The main factor driving the design of the Hunter follow-on was a threat-free environment, which made accomplishing the multitude of assigned mission profiles possible. The MQ-1C was chosen from a competition, and by 2009 the US Army had begun taking deliveries of it. By 2010, the MQ-1C had seen combat in both Iraq and Afghanistan, with its preferred weapons system being the laser-guided Hellfire missile (although the Grey Eagle can also carry Stinger missiles configured for air-to-air use, and the GBU-44/Viper laser-guided bomb.)

As effective as the Grey Eagle was against Iraqi insurgents, the Afghan Taliban, and ISIS terrorists, there was a recognition within the US Army that it was not up to the demands of what the US military was calling “joint all-domain operations,”– the so-called “future fight” against peer-level opponents like Russia. The line-of-sight sensors that had proven so lethal in the counter-insurgency mission of the GWOT no longer applied – if you could see the enemy, then the enemy could see you, and kill you.

If the Grey Eagle were to be viable and survive on the modern battlefield, it would require new sensors that provided standoff target identification, which could be used to support the Army’s anticipated long-range precision fires (LRPF) capabilities. The new Grey Eagles must be able to survive against an “Integrated Air Defense System (IADS)-rich environment,” according to a solicitation put out by the US Army, flying “racetrack patterns tangential to the IADS threat at 80 km distance” and deploying so-called air-launched effects (ALE) systems – sensor-equipped mini-drones – into enemy territory to detect, identify and locate targets for subsequent destruction.
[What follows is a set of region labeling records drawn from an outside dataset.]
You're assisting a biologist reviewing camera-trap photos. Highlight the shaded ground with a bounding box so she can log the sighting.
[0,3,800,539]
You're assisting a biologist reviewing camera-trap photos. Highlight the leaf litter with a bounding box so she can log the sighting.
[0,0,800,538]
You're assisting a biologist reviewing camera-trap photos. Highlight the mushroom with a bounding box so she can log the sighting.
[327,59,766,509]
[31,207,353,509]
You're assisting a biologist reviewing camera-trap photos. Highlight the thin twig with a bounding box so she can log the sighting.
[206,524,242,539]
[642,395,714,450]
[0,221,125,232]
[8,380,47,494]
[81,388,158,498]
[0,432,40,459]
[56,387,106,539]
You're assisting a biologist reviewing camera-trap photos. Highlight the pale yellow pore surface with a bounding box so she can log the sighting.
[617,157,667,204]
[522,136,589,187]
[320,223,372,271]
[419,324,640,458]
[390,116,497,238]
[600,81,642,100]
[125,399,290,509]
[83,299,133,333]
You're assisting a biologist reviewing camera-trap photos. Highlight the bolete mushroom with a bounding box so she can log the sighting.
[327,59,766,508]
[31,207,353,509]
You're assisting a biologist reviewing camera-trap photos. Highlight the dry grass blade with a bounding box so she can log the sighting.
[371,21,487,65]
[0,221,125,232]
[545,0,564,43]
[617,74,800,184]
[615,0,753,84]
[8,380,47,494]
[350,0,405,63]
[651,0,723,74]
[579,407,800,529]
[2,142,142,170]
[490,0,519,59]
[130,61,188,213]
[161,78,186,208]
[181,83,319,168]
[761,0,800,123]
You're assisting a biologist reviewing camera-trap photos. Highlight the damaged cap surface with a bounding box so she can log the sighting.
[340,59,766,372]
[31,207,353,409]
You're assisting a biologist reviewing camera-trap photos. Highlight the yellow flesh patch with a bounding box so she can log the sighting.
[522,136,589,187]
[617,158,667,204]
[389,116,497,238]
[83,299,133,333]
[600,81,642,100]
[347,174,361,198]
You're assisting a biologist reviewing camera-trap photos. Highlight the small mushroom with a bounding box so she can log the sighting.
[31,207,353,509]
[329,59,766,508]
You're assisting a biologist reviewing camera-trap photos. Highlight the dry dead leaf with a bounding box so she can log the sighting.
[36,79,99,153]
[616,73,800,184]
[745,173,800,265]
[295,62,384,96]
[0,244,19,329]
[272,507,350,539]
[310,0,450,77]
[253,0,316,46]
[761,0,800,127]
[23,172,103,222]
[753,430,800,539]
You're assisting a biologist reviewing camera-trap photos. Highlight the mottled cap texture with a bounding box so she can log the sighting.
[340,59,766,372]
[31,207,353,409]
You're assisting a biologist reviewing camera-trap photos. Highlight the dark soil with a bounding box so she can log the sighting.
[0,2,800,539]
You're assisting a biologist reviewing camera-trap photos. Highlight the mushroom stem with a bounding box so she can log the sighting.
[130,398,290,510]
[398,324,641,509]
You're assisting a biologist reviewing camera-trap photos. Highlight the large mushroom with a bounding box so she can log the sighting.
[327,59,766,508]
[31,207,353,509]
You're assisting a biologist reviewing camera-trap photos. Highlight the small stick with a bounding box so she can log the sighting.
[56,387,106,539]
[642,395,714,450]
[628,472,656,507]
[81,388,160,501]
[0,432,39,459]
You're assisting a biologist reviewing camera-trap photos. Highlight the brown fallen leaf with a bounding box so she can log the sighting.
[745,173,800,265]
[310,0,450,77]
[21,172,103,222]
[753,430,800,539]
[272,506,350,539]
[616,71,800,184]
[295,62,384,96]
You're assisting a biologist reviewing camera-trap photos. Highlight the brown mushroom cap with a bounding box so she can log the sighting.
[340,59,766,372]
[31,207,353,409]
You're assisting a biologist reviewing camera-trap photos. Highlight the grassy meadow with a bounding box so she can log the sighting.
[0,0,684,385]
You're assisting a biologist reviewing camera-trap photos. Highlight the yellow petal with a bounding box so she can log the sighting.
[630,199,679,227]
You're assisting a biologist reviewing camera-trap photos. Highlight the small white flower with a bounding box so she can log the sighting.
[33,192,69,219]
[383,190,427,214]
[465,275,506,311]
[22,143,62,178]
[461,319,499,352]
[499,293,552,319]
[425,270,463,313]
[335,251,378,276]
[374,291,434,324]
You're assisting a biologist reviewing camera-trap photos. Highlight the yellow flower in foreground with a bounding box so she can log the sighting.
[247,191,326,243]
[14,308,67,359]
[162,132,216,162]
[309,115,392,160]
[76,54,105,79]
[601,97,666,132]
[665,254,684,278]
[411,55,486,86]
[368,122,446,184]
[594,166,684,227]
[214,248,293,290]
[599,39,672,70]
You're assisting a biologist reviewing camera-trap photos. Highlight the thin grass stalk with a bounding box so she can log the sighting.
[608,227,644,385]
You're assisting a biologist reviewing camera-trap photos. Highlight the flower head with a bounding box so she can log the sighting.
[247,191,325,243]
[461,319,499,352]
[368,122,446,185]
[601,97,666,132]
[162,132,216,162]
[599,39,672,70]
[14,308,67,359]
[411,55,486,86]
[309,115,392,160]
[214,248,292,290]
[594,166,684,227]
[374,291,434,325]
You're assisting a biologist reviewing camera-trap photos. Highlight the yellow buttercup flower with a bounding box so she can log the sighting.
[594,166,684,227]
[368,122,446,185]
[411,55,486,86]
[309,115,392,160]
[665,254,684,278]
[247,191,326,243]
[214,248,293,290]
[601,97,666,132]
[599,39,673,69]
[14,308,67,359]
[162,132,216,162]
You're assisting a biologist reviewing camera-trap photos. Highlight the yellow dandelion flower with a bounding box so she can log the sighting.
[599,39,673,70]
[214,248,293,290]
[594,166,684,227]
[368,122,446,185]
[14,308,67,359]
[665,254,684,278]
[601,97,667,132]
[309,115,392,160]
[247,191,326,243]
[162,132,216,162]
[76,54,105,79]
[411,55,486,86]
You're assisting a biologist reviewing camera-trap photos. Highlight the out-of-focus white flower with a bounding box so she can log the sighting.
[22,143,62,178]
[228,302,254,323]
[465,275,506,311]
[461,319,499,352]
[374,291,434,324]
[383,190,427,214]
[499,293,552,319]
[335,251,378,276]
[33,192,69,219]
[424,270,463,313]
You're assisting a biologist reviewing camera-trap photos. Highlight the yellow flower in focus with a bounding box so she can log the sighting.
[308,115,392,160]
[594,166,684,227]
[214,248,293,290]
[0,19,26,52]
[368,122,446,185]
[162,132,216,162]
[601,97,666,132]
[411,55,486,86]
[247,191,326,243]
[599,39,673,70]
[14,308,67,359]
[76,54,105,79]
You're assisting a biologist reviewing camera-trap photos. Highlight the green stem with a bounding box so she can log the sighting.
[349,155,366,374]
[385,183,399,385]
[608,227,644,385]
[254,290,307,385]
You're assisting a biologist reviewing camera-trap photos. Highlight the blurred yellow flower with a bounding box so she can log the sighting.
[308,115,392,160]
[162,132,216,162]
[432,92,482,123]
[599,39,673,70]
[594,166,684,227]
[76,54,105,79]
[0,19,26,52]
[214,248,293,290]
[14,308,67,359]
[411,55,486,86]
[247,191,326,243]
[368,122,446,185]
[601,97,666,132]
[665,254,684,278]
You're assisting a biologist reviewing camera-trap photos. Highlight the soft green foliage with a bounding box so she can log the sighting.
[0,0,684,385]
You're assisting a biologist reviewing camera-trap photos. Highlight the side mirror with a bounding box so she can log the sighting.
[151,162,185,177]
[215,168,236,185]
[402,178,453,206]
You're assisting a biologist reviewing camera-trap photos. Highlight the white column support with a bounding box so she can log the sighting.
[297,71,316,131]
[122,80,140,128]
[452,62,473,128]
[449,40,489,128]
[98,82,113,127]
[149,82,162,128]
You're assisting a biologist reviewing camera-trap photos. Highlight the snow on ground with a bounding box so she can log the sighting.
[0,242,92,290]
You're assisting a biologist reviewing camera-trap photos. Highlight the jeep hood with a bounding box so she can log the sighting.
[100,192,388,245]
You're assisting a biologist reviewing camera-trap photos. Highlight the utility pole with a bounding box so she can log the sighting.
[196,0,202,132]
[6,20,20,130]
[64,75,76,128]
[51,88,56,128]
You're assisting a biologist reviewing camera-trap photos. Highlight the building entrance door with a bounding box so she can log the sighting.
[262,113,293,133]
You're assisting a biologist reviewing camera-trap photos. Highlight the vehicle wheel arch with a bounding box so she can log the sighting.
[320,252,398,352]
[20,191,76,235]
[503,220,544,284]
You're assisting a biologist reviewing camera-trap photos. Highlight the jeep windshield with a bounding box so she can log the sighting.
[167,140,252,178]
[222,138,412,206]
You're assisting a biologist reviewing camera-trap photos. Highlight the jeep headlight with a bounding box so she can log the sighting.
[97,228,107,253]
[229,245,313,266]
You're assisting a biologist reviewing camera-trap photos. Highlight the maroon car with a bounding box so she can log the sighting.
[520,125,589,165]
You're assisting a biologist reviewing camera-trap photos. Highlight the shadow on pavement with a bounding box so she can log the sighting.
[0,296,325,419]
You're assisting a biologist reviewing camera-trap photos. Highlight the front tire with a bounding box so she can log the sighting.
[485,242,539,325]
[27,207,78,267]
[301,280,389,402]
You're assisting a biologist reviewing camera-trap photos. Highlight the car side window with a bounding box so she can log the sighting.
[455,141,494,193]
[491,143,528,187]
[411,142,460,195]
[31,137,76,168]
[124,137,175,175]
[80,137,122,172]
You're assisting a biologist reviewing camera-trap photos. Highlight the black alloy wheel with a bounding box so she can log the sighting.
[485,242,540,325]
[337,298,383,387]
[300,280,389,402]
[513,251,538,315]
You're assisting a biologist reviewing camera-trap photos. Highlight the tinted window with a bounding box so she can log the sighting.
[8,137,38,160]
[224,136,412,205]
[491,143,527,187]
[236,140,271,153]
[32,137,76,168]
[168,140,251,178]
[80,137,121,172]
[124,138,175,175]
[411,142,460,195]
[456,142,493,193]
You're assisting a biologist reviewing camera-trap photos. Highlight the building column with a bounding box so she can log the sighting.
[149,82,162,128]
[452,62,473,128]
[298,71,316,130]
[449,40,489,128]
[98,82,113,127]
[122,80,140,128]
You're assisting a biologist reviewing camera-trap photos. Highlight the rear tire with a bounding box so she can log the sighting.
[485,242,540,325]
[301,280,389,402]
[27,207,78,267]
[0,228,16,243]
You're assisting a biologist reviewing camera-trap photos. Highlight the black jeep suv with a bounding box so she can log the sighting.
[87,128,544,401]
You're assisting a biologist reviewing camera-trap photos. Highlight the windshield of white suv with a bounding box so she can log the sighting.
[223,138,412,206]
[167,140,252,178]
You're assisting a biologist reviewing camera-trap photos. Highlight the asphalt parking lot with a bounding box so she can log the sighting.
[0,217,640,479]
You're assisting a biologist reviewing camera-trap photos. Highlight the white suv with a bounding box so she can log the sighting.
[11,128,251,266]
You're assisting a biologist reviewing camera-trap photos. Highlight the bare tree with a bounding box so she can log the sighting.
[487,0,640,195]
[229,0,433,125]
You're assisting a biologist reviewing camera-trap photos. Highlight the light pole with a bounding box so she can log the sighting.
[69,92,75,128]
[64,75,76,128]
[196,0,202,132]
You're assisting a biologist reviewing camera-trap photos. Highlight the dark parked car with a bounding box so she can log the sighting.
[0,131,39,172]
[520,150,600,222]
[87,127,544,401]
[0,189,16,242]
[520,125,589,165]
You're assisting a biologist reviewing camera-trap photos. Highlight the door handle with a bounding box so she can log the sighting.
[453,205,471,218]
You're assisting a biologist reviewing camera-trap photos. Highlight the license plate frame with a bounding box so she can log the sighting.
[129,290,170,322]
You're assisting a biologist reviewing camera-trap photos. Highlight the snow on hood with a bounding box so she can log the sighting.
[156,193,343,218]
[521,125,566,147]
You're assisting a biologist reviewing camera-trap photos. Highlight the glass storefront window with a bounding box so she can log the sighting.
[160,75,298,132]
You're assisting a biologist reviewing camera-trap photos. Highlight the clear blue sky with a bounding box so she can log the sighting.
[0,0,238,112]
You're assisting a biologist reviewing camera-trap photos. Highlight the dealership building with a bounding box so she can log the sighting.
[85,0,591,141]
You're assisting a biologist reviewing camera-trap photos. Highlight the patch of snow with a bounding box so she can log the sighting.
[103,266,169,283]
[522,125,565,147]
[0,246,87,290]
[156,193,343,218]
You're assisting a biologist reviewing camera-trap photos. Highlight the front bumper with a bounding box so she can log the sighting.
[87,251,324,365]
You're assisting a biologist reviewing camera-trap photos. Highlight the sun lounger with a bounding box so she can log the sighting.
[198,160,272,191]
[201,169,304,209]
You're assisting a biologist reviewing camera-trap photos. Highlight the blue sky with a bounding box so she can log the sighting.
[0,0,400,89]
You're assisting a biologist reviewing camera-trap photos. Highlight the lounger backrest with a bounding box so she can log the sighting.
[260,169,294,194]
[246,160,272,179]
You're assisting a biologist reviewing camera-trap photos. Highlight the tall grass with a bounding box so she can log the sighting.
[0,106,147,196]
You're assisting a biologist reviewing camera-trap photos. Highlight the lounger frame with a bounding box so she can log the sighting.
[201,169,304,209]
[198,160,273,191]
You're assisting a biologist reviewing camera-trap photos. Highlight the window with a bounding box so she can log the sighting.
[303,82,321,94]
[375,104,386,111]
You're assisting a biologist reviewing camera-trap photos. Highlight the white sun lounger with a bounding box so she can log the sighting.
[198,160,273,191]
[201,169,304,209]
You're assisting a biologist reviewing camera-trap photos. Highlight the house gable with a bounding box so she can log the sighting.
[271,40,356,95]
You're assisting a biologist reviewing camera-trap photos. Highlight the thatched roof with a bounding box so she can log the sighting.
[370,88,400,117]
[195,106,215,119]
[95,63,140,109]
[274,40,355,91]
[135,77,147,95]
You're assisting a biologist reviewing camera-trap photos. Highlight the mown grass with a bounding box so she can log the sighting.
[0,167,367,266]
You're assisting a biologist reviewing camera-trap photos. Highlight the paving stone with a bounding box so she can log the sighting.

This capability does not currently exist in the US military, which means that the Grey Eagles the US is planning on providing to Ukraine are not configured to fight and survive on the modern battlefield that is the Russian-Ukraine fight. The MQ-1C is twice the size of Ukraine’s most ubiquitous drone, the Turkish-made Bayraktar TB2. While the TB2 had some success in Libya, Syria, and Nagorno-Karabakh, and performed well against Russia in the early phases of the special military operation, Russia was able to shore up its air defenses and eventually shot down 35 of the 36 TB2s provided to Ukraine prior to the conflict, and most of the 12 TB2s delivered to Ukraine since the fighting began. It is highly likely that the MQ-1C will suffer a similar fate.

This, of course, may be the intent of the US. The number of Grey Eagles scheduled to be delivered to Ukraine – four – is small, and even if they were able to survive on the battlefield, they would not have a discernible impact on the course of the conflict. But if the operations of the Grey Eagle against Russian forces in Ukraine were looked at as a real-world laboratory for the development of tactics capable of defeating Russian IADS, then for the price of four MQ-1Cs, the US would be able to save hundreds of millions more in research and development expenditures.

Ukraine is losing the conflict against Russia, and no amount of military equipment supplied to the Ukrainian military by the US and other Western nations will be able to change this outcome. The US knows this, and thus one must question the utility of providing such a high-tech system as the MQ-1C in such limited numbers and at this stage of the conflict. The only rational answer is that the US is seeking to use the Russian operation as a real-world laboratory, where the “rats” are Russian and Ukrainian soldiers. The cynicism of such an exercise is astounding, something Ukrainians should remember when the final cost of this NATO-driven conflict is calculated, and Russia should never forget (or forgive) when dealing with the US going forward.